Instructor: JESSA DOTIMAS
Title of the learning ASSESSMENT IN LEARNING 1
resource:
ROSITA DE GUZMAN-SANTOS, Ph.D.
Author:
TOPIC OUTLINE
Chapter 9: Improving a Classroom-Based Assessment Test
9.1 Overview
9.2 Judgemental Item-Improvement
>Teacher’s Own Review
> Peer Review
> Student Review
9.3 Empirically-Based Procedures
> Difficulty Index
> Discrimination Index
> Distracter Analysis
Chapter 10: Utilization of Assessment Data
10.1 Overview
10.2 Types of Test Scores
> Raw and Percentage Scores
>Percentile Rank
>Standard Scores
> Norma Curve Equivalent
>Developmental Scores
10.3 Types of Score Interpretations
> Norm-referenced Interpretations
> Criterion-referenced Interpretations
Chapter 11: Grading and Reporting of Assessment Results
11.1 Grading
11.2 Analysis and Assessment of Data
11.3 Interpretation and Communication f Grades
11.4 Grading System
11.5 Reporting
11.6 Principles of Effective Grading and Reporting
Chapter 4 Improving a Classroom-Based
Assessment Test
________________________________
OVERVIEW
By the time you reach Chapter 9, it is assumed that you have known how to plan
a classroom test by specifying the purpose for constructing it, the instructional
outcomes to be assessed, and preparing a test blueprint to guide the construction
process. The techniques and strategies for selecting and constructing different item
formats to match the intended instructional outcomes make up the second phase of the
test development process which is the content of the preceding chapter. The process
however is not complete without ensuring that the classroom instrument is valid for the
purpose for which it is intended. Ensuring requires reviewing and improving the items
which is the third phase of the process.
This chapter therefore deals with providing practical and necessary ways for
improving teacher-developed assessment tools. Popham (2011) suggests two
approaches to undertake item improvement: the judgemental approach and the
empirical approach.
OUTCOME
At the end of chapter 9, students are expected to:
a. acquire procedures for improving a classroom-based assesment test
LESSON PROPER: Getting started (Pre-assessment, activating prior
knowledge,
and/or review), Discussion, activities/tasks, assessment
This approach basically makes use of human judgement in reviewing the items.
The judges are the teachers themselves who know exactly what the test is for, the
instructional outcomes to be assessed, and the items’ level of difficulty appropriate to
his /her class; the teacher’s peers or colleagues who are familiar with the curriculum
standards for the target grade level, the subject matter content, and the ability of the
learners; and the students themselves who can perceive difficulties based on their past
experiences.
Teacher’s Own Review
It is always advisable for teachers to take a second look at the assessment tool
s/he has devised for a specific purpose. To presume perfection right away after its
construction may lead to failure to detect shortcomings of the test or assessment task.

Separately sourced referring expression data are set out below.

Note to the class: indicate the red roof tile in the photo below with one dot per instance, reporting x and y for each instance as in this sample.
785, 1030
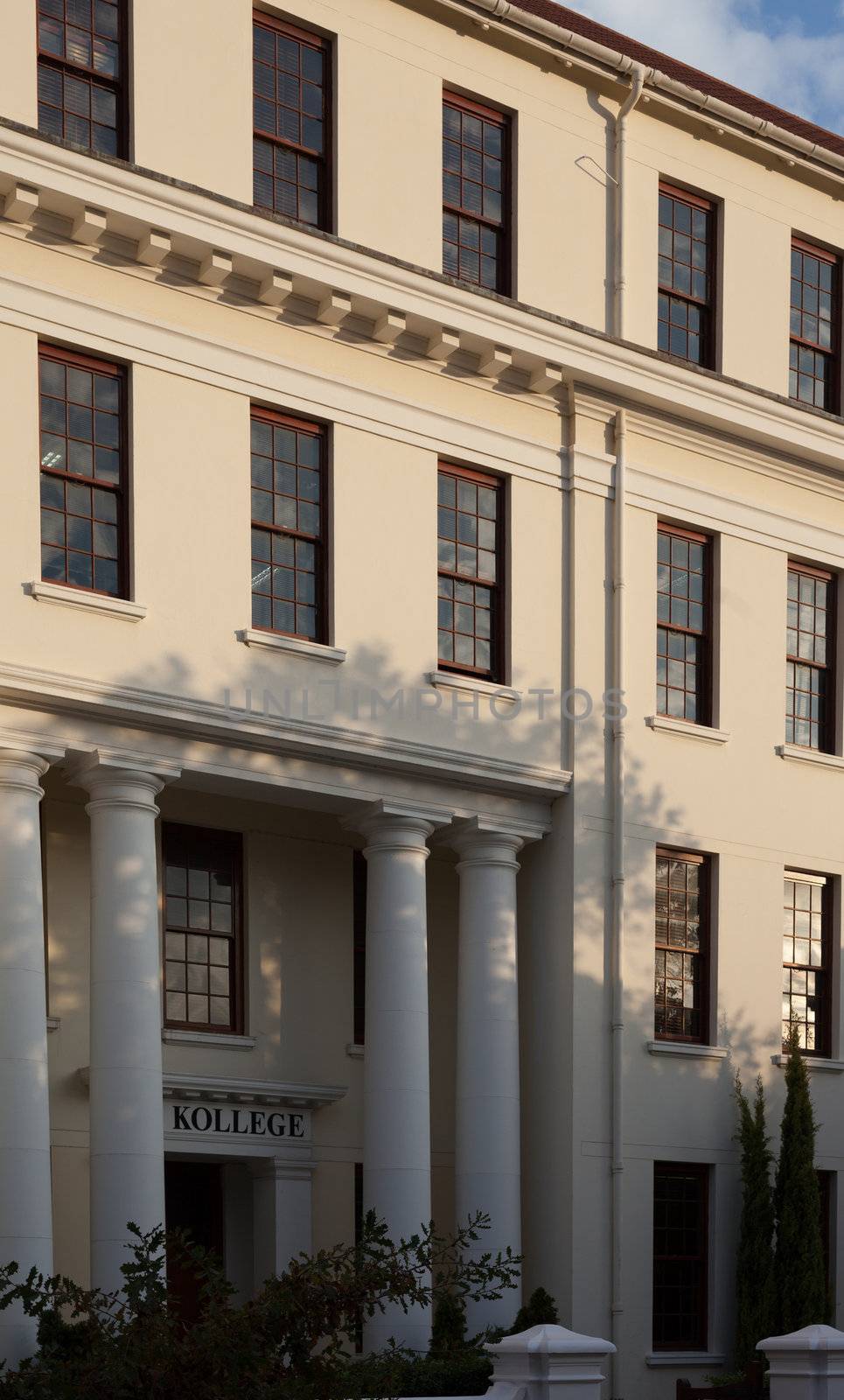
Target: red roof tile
682, 72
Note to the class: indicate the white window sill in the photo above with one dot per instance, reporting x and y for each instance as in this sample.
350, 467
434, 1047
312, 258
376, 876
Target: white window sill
822, 760
812, 1063
81, 598
291, 646
690, 1052
692, 732
207, 1038
452, 681
683, 1358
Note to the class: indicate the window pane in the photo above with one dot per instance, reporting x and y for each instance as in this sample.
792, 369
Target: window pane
813, 326
94, 550
468, 608
475, 186
679, 1257
287, 552
290, 114
202, 875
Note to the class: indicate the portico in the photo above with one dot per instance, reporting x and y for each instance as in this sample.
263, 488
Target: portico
199, 1099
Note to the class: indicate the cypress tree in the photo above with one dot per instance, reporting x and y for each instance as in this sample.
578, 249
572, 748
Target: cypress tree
798, 1262
755, 1262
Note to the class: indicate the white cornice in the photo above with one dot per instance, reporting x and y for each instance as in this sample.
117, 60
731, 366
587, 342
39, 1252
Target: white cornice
331, 744
139, 202
251, 1091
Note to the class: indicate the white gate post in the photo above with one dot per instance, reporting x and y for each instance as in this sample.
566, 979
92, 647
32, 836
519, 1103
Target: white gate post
548, 1362
806, 1364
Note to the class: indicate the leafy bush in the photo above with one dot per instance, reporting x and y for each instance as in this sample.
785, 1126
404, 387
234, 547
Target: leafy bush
461, 1372
755, 1259
541, 1308
289, 1343
799, 1273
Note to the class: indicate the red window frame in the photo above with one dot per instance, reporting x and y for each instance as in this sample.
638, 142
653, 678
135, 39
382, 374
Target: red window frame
179, 846
694, 961
451, 578
802, 671
679, 312
296, 534
286, 150
697, 641
669, 1264
116, 490
88, 74
459, 214
806, 354
804, 966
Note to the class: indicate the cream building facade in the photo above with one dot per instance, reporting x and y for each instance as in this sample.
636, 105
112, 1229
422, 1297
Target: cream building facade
192, 765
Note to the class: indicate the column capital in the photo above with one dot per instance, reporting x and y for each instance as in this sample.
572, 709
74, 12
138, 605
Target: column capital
280, 1169
122, 780
23, 769
492, 840
389, 823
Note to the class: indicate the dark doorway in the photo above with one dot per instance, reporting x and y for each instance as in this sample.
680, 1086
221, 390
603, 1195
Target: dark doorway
193, 1203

There are five suggestions given by Popham (2011) for the teachers to follow in
exercising judgement:
1. Adherence to item-specific guidelines and general item-writing
commandments.
The preceding chapter has provided specific guidelines in writing various forms
of objective and non-objective constructed-response types and the selected-response
types for measuring lower level and higher-level thinking skills. These guidelines
should be used by the teachers to check how good the items have been planned and
written particularly in their alignment to intended instructional outcomes.

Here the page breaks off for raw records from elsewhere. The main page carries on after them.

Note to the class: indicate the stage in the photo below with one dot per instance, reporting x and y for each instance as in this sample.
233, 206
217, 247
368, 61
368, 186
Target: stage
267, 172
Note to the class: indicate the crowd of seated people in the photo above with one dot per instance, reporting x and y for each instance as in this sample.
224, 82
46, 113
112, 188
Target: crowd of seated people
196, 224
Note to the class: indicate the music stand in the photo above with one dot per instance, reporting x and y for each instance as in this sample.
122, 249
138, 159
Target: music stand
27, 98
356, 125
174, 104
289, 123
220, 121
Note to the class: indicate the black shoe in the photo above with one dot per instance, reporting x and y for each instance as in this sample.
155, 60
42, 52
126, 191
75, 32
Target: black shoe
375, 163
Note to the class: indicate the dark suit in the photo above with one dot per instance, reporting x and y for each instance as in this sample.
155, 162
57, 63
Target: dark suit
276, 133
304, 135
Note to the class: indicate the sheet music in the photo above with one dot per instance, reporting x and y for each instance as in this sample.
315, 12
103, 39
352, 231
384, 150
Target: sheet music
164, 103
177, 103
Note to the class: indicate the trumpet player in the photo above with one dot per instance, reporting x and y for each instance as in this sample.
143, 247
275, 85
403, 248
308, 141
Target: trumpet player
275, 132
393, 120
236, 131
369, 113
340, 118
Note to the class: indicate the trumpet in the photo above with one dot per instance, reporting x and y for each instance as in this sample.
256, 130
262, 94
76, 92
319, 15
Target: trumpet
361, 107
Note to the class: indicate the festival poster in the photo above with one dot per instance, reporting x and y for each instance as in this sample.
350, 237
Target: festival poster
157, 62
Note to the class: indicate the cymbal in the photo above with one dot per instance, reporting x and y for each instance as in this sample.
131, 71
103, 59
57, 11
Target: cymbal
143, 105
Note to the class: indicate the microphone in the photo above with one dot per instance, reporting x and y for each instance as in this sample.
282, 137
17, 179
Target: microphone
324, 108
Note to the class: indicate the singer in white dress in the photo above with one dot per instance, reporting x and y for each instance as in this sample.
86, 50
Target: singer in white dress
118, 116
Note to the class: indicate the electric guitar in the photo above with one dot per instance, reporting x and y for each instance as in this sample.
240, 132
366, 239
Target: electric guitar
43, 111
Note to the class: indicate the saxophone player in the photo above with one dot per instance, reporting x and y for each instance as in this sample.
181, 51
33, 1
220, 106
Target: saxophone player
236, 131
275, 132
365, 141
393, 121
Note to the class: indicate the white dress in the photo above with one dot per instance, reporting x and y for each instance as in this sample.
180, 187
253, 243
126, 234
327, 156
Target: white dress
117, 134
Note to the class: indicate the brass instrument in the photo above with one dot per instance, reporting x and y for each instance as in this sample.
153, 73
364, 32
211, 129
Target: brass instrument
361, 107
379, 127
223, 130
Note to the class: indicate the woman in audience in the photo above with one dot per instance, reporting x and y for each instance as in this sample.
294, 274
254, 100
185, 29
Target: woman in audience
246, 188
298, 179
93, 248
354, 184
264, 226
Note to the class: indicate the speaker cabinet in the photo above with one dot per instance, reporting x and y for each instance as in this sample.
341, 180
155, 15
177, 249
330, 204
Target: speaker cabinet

2. Contribution to score-based inference.
The teacher examines if the expected scores generated by the test can
contribute to making valid inference about the learners. Can the scores reveal the
amount of learning achieved or show what have been mastered? Can the score infer
the student’s capability to move on to the next instructional level? Or rather the
scores obtained do not make any difference at all in describing or differentiating
various abilities.
3. Accuracy of content.
The review should especially be considered when tests have been developed
after a certain period of time. Changes that may occur due to new discoveries or
developments can redefine the test content of a summative test. If this happens, the
items or the key to correction may have to be revisited.

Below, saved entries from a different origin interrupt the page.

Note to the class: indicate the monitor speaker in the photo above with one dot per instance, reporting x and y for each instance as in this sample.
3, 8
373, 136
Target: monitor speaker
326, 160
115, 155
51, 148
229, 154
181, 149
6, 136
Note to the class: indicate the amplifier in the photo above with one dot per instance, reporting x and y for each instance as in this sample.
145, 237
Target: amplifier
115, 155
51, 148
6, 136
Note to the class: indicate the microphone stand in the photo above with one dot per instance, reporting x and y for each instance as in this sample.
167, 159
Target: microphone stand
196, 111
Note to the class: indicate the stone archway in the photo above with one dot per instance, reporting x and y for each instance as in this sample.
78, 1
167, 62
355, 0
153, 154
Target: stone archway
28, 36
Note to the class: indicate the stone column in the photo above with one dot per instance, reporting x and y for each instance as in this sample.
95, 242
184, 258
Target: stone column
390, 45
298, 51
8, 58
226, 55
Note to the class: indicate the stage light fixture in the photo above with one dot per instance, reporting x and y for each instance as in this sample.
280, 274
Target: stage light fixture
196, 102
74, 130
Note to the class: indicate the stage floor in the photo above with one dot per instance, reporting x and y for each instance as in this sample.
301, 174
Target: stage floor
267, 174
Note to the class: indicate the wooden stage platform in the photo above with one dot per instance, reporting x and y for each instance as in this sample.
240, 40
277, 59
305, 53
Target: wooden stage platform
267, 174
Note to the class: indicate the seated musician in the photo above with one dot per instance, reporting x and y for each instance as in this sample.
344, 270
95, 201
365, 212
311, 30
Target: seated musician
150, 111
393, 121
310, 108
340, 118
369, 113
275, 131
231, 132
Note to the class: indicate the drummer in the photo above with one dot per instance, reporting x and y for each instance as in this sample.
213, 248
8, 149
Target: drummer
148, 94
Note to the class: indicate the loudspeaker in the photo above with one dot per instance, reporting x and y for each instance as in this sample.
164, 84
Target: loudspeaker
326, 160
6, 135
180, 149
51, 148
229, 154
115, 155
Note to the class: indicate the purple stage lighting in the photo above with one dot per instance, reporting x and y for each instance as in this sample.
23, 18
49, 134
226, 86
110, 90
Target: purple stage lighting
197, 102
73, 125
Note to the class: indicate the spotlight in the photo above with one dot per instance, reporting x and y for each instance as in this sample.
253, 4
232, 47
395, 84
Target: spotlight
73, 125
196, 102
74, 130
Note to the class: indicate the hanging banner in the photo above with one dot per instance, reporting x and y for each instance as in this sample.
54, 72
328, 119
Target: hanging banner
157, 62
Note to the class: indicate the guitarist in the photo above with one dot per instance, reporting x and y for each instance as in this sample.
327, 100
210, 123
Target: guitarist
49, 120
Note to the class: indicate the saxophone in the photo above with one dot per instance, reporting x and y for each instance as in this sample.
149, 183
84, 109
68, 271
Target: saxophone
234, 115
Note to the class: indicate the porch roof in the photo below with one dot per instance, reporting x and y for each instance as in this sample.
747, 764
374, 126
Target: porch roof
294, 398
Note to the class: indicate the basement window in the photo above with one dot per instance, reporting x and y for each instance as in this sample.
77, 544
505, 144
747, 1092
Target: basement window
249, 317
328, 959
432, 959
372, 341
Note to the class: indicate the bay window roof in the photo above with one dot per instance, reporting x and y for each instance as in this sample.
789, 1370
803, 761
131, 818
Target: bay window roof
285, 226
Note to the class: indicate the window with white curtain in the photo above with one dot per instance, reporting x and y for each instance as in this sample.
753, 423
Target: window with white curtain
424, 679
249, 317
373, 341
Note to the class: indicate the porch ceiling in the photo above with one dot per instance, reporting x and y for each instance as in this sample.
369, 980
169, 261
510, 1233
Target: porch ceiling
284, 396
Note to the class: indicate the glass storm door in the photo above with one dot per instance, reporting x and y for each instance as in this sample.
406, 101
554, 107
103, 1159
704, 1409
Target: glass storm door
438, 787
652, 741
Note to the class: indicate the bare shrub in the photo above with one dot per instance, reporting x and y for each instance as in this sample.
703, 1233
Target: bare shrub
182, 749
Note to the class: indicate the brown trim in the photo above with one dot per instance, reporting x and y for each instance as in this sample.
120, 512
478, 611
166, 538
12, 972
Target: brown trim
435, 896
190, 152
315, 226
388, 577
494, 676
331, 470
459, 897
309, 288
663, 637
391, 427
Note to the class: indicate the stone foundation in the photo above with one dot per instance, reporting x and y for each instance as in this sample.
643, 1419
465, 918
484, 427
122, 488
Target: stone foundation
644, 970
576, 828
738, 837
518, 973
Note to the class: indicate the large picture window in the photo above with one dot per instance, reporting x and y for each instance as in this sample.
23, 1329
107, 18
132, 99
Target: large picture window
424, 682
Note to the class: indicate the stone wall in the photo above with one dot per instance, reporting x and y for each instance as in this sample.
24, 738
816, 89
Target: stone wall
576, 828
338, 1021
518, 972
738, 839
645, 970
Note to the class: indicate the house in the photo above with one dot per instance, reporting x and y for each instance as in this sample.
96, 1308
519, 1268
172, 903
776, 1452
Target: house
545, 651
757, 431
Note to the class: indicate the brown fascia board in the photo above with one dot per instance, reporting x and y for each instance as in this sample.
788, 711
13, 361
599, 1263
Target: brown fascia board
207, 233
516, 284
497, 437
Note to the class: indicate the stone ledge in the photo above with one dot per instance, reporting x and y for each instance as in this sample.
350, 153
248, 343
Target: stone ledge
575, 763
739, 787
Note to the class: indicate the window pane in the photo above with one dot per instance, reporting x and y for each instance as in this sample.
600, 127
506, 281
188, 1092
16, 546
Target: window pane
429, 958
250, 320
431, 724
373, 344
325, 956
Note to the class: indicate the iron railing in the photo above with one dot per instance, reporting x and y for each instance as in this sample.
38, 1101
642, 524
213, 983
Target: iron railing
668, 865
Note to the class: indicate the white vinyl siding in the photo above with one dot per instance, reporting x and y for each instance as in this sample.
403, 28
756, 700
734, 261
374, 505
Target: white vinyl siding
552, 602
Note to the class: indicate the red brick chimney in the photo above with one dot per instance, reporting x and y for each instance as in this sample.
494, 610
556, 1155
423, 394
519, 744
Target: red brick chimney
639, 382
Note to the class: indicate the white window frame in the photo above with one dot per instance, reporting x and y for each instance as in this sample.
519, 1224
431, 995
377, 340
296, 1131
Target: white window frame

4. Absence of content gaps.
This review criterion is especially useful in strengthening the score based
inference capability of the test. If the current tool misses out on important content now
prescribed by a new curriculum standard, the score will likely not give an accurate
description of what is expected to be assessed. The teacher always ensures that he
assessment tool matches what is currently required to be learned. This a way to
check on the content validity of the test.
5. Fairness.
The discussions on item writing guidelines always give warning on unintentionally
favoring the uniformed students obtain higher scores. These are due inadvertent
grammatical clues, unattractive distracters, ambiguous problems and messy test
instructions. Sometimes unfairness can happen because of due advantage received by
a particular socio-economic level. Getting rid of faulty and biased items and writing
clear instructions definitely add to the fairness of the test.
Peer Review
There are schools that encourage peer or collegial review of assessment instruments
among themselves. Time is provided for this activity and it has almost always yielded
good results for improving tests and performance-based assessment tasks. During
these teacher dyad or triad sessions, those teaching the same subject ares can openly
review together the classroom tests and tasks they have devised against some
consensual criteria.
Student Review
Engagement of students in reviewing items has become a laudable practice for
improving classroom tests. The judgement is based on the students’ experience in
taking the test, their impressions and reactions during the testing event. The
process can be efficiently carried out through the use of a review questionnaire. It is
better to conduct the review activity a day after taking the test so the students still
remember the experience when they see a blank copy of the test.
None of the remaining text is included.